Phase 1: refactor engine to one shared context with batched decode by FuJacob · Pull Request #4 · FuJacob/cotabbyinference

FuJacob · 2026-05-28T10:37:54Z

Stacked on #3.

Summary

Replaces the per-sequence llama_context architecture with a single shared context (n_seq_max = MAX_SEQUENCES) and a dedicated decoder thread that coalesces sample-step requests from multiple sequences into one llama_decode call. Public C++ API (CotabbyInferenceEngine.h) is unchanged; Cotabby's Swift code does not need to be modified.

Why

Phase 0 (#3) measured 1.43x aggregate throughput at N=2 and 2.35x at N=4 on Gemma 3 1B / M-series. The win comes from fusing matmul weight reads across sequences in a single llama_decode — per-token decode is memory-bound on Apple Silicon, so batching reuses the same weight read for multiple sequences.

Design

One shared llama_context, n_ctx = configured * MAX_SEQUENCES. Each SequenceState owns a llama_seq_id slot (0..MAX_SEQUENCES-1).
Decoder thread loop: wait for a request, wait an additional BATCH_WINDOW_MICROS (200 µs) for siblings, build one llama_batch carrying all pending tokens with their seq_ids, llama_decode once, sample each sequence's next token using its own sampler chain at its assigned batch index, resolve every request's std::promise.
sampleNext fast path: deliver the seed token sampled at decodePrompt time. No decoder round-trip on the first sample after a prompt.
sampleNext steady-state path: queue a PendingRequest and wait on the promise.
decodePrompt holds decode_mutex for its chunk decodes and takes the seed sample inline while the prompt's logits are still resident.
trimKV holds decode_mutex, calls llama_memory_seq_rm, and invalidates pending seed/input so the caller re-primes via decodePrompt.
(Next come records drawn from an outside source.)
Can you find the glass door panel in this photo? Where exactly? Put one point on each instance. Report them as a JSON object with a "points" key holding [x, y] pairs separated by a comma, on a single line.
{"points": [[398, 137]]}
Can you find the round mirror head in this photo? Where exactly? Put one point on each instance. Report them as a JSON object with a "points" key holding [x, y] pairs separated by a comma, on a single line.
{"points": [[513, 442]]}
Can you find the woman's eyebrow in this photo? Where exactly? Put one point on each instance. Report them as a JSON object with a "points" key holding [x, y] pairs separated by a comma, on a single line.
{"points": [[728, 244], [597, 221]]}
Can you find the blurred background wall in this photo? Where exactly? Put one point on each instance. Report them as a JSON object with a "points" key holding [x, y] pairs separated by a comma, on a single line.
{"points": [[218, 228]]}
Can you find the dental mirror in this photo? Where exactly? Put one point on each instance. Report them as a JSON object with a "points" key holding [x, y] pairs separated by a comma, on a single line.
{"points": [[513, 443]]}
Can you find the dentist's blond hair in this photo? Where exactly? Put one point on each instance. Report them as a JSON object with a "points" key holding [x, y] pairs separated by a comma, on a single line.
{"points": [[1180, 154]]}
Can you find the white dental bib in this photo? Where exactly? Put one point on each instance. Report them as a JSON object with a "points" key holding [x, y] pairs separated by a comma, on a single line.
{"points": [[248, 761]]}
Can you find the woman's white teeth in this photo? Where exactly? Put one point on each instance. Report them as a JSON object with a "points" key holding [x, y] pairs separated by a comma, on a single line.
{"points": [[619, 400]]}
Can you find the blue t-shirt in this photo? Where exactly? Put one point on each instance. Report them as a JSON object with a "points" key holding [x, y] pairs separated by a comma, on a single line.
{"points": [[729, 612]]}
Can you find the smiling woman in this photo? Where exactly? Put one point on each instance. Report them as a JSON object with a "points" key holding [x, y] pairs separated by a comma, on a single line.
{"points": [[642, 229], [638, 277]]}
The 200 µs window is the throughput knob. Multi-sequence workloads naturally fall into lockstep because each sequence resubmits as soon as its sample returns, so successive requests usually arrive within the window. Single-sequence callers pay one window per token (~2% of a ~10 ms decode).

Validation

swift build
# Build complete!

COTABBY_TEST_MODEL_PATH=...Qwen3-0.6B-Q4_K_M.gguf swift test
# Executed 12 tests, with 0 failures

Two new tests gated on COTABBY_TEST_MODEL_PATH:

testInterleavedMultiSequenceSampling: alternates sampleNext between two sequences with greedy sampling and identical prompts; asserts identical token output. Validates the seed-token / feedback-decode handoff and per-sequence sampler isolation in the shared context.
testCancellationStopsSamplingPromptly: verifies sampleNext after cancelSequence returns was_cancelled=true without model work.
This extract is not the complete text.